Je ne sais pas qui est qui dans la salle (Président, procureur, avocats, parties). Je ne connais que deux personnes: Maître Spock et l’innocent qu’il défend.

Ah si, je sais une chose: la presse judiciaire est là.

Ok, ok.

Mon coeur bat la chamade.

[minute historique: autrefois afin de parlementer ou lors d’une reddition, on émettait un
signal avec un tambour ou une trompette ; on appelait cela battre la
chamade
, source Wikipédia]

Me voici en train d’attendre dans la salle des témoins (en fait dans la salle des pas perdus, le tribunal ne disposant pas de salle pour isoler les témoins).

Comme d’habitude, je constate avec un étonnement tout scientifique, que si l’on note t le temps d’attente, mon niveau de stress augmente proportionnellement à t, alors que mon encéphalogramme varie en 1/t…

Je fais alors la seule chose que je sais faire dans ces cas là: je récite la litanie contre la peur des sœurs du Bene Gesserit:

Je ne connaîtrai pas la peur car la peur tue l’esprit.

La peur est la
petite mort qui conduit à l’oblitération totale.

J’affronterai ma peur.

Je lui permettrai de passer sur moi, au travers de moi.

Et lorsqu’elle
sera passée, je tournerai mon œil intérieur sur son chemin.

Et là où
elle sera passée, il n’y aura plus rien.

Rien que moi.

J’appelle mes followers Twitter à l’aide.

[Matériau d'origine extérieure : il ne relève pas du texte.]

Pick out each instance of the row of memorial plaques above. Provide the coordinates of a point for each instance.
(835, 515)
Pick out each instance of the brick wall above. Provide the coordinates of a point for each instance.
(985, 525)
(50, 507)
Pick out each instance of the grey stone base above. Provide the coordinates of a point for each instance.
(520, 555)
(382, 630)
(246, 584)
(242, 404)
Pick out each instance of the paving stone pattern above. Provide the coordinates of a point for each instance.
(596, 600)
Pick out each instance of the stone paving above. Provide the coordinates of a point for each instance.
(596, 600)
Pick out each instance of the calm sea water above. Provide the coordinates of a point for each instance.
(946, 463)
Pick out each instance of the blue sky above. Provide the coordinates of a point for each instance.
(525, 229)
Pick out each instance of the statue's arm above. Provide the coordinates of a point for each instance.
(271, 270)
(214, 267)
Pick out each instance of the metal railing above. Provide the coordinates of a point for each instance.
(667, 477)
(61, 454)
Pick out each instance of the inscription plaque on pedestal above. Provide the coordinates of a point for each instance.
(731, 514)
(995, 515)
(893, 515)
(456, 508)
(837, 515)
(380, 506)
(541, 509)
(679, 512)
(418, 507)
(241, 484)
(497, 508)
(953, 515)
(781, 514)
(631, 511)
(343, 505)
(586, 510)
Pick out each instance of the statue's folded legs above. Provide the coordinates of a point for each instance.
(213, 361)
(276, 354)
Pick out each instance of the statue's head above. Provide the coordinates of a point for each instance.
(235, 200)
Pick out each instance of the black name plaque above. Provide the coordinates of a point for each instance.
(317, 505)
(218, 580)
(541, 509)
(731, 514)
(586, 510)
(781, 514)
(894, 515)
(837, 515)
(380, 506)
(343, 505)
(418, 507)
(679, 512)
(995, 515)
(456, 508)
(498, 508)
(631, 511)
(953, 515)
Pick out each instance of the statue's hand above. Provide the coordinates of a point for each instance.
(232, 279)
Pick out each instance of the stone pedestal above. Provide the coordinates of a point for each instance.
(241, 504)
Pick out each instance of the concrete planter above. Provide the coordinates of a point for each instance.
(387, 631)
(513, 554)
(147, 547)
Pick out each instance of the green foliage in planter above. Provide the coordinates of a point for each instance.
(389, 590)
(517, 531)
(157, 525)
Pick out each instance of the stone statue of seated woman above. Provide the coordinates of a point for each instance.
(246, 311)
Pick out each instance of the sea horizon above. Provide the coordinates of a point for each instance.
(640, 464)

Ils me remontent le moral.

Les minutes passent.

Je ne sais pas si mon affaire passe en premier (il y a plusieurs affaires convoquées à la même heure).

Les minutes semblent être des heures.

Des personnes entrent dans la salle d’audience: des personnes en robes noires, des personnes à l’air sombre, des personnes angoissées, des personnes avec des blocs notes, des avocats rigolards, un policier…

Les minutes deviennent une heure.

Je sursaute à chaque sortie d’une personne dont je suis persuadé qu’elle vient me chercher. Je n’ai pas hâte d’entrer dans l’arène, j’ai envie qu’on m’oublie, je suis pressé d’en finir, j’ai hâte d’entrer dans l’arène.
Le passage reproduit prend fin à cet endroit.